Hi our DFM server (5.2R1) is having some issues that support hasn't be able to help us with and I was hoping someone on here can give me some ideas, our case has been open for over a month now. If your Netapp our case number is 2005006488. What happens is data just stops being collected every day or two. All of the services appear to be running normally but no new/current data is being collected, I usually just do a dfm service stop/start to get it running again. I can just stop and start the monitoring service and it will collect again but I usually do them all.

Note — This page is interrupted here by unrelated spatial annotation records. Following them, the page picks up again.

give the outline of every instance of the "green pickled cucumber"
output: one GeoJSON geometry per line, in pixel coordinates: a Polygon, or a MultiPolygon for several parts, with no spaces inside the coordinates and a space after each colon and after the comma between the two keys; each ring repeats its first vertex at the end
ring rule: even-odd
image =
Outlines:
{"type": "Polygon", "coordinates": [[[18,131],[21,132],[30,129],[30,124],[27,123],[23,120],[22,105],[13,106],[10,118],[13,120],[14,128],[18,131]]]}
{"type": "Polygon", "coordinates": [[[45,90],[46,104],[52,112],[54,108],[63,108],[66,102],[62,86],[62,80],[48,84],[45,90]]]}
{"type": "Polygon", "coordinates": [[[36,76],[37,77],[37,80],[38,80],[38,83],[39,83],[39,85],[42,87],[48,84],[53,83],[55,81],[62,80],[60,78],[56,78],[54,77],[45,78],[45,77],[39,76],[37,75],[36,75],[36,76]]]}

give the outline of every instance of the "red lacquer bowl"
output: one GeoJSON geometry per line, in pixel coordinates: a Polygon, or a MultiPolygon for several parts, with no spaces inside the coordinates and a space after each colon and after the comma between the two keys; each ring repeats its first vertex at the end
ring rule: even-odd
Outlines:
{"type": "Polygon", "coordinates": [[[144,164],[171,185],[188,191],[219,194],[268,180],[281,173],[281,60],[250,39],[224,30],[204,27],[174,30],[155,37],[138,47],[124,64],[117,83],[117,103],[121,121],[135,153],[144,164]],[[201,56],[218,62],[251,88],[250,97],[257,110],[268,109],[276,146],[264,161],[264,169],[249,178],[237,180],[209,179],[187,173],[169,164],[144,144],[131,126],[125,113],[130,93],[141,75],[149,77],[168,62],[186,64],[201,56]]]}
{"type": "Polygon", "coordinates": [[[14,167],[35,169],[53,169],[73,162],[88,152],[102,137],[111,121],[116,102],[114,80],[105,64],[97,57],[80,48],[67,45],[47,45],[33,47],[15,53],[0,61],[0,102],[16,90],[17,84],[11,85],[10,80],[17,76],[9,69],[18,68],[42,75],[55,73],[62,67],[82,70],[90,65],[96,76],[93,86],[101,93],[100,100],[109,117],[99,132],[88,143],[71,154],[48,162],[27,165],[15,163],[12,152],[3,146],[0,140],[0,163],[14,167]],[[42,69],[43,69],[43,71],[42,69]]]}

Performance Advisor Checklist
perfAdvisorEnabled Passed
hostType Passed
hostRevision Passed
hostLogin Passed
perfAdvisorTransport Passed
-sh-4.1$
-sh-4.1$ dfm about
Version 5.2 (5.2R1)
Executable Type 64-bit
Serial Number 1-50-007252
Edition Standard edition of DataFabric Manager server
Data ONTAP Operating Mode 7-Mode
Here are the things they have had me do:
Modify the Semephores
[root]# ipcs -sl
------ Semaphore Limits --------
max number of arrays = 1024
max semaphores per array = 250
max semaphores system wide = 256000
max ops per semop call = 32
semaphore max value = 32767
Shut down 2nd DFM server
We also have a second DFM server running in our DR site which they said was not recommened monitoring the same servers so I shut that down over a weekend... No change.
Please change the following option in order to help resolve some of these issues:
dfm options set hostLoginProtocol=ssh
Reconfigure the VM to use 8gb of reserved memory rather than 4gb allocated
I then volunteered to rebuild the entire dfm server but I didn't want to lose my data.
I did an rpm -e and blew away all the old directories etc.
Reinstalled and added back in the filers manually and let it cook over a weekend again and it remained up.
I then restored our database and the issue has returned.
Support now wants me to have the entire vfiler destroyed and rebuilt but our change control is very strict and destroying and rebuilding a server would be weeks of change control so I want to make sure I exhaust other options before I do a burn down and restore which I don't believe will resolve it.
I am willing to do another rebuild but is there a way to do selective restores where I only pull in historical data and my custom reports and not configuration settings?
I'm open to idea's.
Thanks,
James